Tom Temin: And I’m also curious to know that, in say deer, which are eaten in some cases, or in just farm animals — livestock — does the presence of that COVID or the antibodies affect that particular animals or species ability to become food? In other words, can you eat a cow that might be infected once it’s slaughtered and cooked?

Michael Watson: There’s two questions there, actually. So one question is, are the workers who work with these infected animals at a higher risk of being infected by working with animals that have the virus, right? So that’s one thing we have to take into consideration and make sure that if we do have infected animals, that our partners — our one health workers — are protected from potential exposure to these animals. And then again, your second question is, is there potential for that transmission from those infected animals to humans through the food supply? And again, that goes into that issue of animals that show positive for SARS-CoV-2. What does that mean? Does it mean they’ve been exposed, does it mean they’ve been infected, and if they’re infected, as you mentioned, are they able to transmit that disease to humans, either through the food supply or other means kind of thing. So that’s a huge part of this as well to make sure that we have a good feel for what that potential transmission is from the animals to humans.

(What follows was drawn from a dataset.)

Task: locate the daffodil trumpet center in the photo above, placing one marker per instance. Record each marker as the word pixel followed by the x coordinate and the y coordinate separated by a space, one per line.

Tom Temin: So in the meantime, make sure those burgers are well done.

Michael Watson: Yeah, exactly. I think that’s really important. I mean I hate to say it, we don’t know enough yet to be able to answer the questions confidently that there is no risk. But again, we hope that we’re able to get to that point sometime in the near future so that we can make sure the American public knows what these risks are.

Tom Temin: Dr. Michael Watson is associate administrator for USDA’s Animal and Plant Health Inspection Service. Thanks so much for joining me.

Michael Watson: Thank you very much. I really appreciate the opportunity.